Danse

Hormis la crise de Châteauvallon, la danse aura connu en 1996 une année plutôt paisible, sans grands bouleversements artistiques ni structurels. Pas de routine cependant, même à l'Opéra de Paris, qui reste toujours le thermomètre de la danse classique, et aujourd'hui contemporaine. En effet, la présence de Brigitte Lefèvre à la tête de la compagnie a accentué la tendance de ces dernières années allant vers un élargissement de l'horizon moderne du répertoire. Galotta, Mats Ek, Preljocaj sont devenus monnaie courante. On y annonce des créations de Carolyn Carlson et l'entrée au répertoire du Sacre du printemps de Pina Bausch. Et tout cela aux côtés du Casse-Noisette et de la Belle au bois dormant, version Noureïev, des multiples programmes Robbins et Balanchine, et aussi de la présence régulière de Roland Petit, dont on a remonté Notre-Dame de Paris à l'Opéra-Bastille. Maurice Béjart aussi a fait un retour fracassant avec sa Neuvième Symphonie dans cette même salle particulièrement adaptée à un spectacle de cette ampleur. La compagnie se porte mieux que jamais. Elle a triomphé à New York, en juin, comme à Paris toute l'année, devant des salles combles, avec parfois le même jour spectacle à Garnier et à Bastille. Le classique n'est pas mort. Un deuil pourtant avec la disparition à quatre-vingt-quatre ans de Lycette Darsonval, grande étoile de Lifar.

Châteauvallon : un scandale annoncé

On le voyait venir et le scandale a en effet éclaté. Depuis l'élection d'un maire Front national à Toulon, rien n'allait plus entre la mairie et le Théâtre national de la danse et de l'image de Châteauvallon. La crise avait débuté en 1995, lorsque Gérard Paquet, le directeur, avait refusé la subvention de la nouvelle municipalité et qu'Angelin Preljocaj avait renoncé à l'implantation dans les lieux de sa troupe, prévue par le ministère. Depuis, les choses n'ont cessé de s'envenimer, la mairie s'efforçant d'évincer Paquet et ses équipes, et obtenant – sous le chef de diverses accusations tendancieuses – un jugement nommant un administrateur judiciaire, décision dont l'association Châteauvallon fait naturellement appel et qui soulève l'indignation du monde de la danse. Cette tentative d'intimidation est grave car elle relève à l'évidence d'un jugement politique porté sur les mouvements de danse (le hip-hop – expression dansée de la musique rap – en particulier, présent à Châteauvallon comme ailleurs, et désormais partie intégrante de l'expression chorégraphique moderne).

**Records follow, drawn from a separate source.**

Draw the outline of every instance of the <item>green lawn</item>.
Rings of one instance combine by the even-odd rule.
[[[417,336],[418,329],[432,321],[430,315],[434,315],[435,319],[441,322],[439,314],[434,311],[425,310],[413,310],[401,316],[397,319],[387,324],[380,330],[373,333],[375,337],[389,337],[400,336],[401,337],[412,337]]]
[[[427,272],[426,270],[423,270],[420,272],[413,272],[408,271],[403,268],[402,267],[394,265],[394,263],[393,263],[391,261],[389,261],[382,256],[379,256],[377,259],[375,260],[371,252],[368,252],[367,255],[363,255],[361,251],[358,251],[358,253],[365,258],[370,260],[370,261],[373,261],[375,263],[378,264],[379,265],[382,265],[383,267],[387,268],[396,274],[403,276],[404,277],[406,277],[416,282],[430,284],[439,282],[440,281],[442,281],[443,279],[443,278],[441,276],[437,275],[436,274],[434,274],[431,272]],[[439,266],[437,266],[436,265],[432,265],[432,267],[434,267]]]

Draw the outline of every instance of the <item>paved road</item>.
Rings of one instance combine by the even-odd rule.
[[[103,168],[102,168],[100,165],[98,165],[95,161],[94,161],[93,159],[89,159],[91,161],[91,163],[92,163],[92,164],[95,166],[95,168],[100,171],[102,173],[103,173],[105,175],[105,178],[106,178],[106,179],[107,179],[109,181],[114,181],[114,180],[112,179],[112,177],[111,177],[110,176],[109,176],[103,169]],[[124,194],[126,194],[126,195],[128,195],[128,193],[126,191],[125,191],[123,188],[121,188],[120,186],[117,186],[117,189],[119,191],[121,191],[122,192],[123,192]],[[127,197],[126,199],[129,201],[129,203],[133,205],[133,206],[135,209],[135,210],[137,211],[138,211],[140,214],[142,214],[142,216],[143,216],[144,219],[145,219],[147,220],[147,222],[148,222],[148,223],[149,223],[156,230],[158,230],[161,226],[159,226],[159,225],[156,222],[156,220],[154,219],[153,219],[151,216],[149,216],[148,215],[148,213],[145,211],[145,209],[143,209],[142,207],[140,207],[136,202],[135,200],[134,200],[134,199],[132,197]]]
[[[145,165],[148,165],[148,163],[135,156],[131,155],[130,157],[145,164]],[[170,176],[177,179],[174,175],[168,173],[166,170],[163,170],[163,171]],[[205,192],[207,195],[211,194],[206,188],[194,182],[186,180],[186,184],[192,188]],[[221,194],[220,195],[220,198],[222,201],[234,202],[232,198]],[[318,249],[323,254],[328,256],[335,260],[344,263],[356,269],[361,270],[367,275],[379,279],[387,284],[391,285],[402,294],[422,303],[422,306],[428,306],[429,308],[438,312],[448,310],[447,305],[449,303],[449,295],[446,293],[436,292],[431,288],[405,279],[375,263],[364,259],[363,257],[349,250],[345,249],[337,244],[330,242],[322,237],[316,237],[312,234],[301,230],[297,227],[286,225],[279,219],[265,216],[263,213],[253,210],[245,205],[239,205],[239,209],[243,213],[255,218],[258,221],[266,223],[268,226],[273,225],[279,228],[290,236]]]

Quant à Preljocaj, c'est finalement à Aix-en-Provence qu'il s'est implanté, pour la plus grande satisfaction de tous.

D'une compagnie à l'autre

Si certains centres chorégraphiques nationaux paraissent chercher un second souffle, d'autres affichent un éclatant bulletin de santé. C'est le cas du Centre national de Nantes, où Claude Brumachon et Benjamin Lamarche – ce dernier désormais codirecteur artistique – multiplient tournées et créations avec un brillant succès. 1996 aura vu naître Icare, les Larmes des dieux, créées à Lagos, Una Vita, pièce itinérante voyageant en bus, et une version pour femmes de Bohèmes. À Nantes, en Afrique, en Amérique du Sud, en Asie, et pendant plusieurs semaines en fin d'année en région parisienne, la compagnie a fait preuve d'une vitalité explosive. Très beaux succès aussi de Maryse Delente avec le Ballet du Nord. Il semble bien que le choix de cette direction artistique ait été judicieux puisque la compagnie pratique un répertoire éclectique et que les œuvres de Delente, comme son Roméo et Juliette, restent d'un haut niveau. Le Ballet du Rhin, malgré une politique artistique très affinée et originale louée par tous, était au bord de l'asphyxie, pris dans l'étau d'une structure le liant trop étroitement à l'Opéra du Rhin. La venue d'un nouveau directeur à Strasbourg permet de partir sur de nouvelles bases qui, donnant plus de liberté à Jean-Paul et Jacqueline Gravier, devraient leur permettre de continuer leur remarquable action en faveur de tous les répertoires. Enfin, la Biennale de la danse de Lyon, vouée cette année au Brésil, a connu comme il se doit un superbe succès, avec des fêtes dont rêvent encore tous les Lyonnais.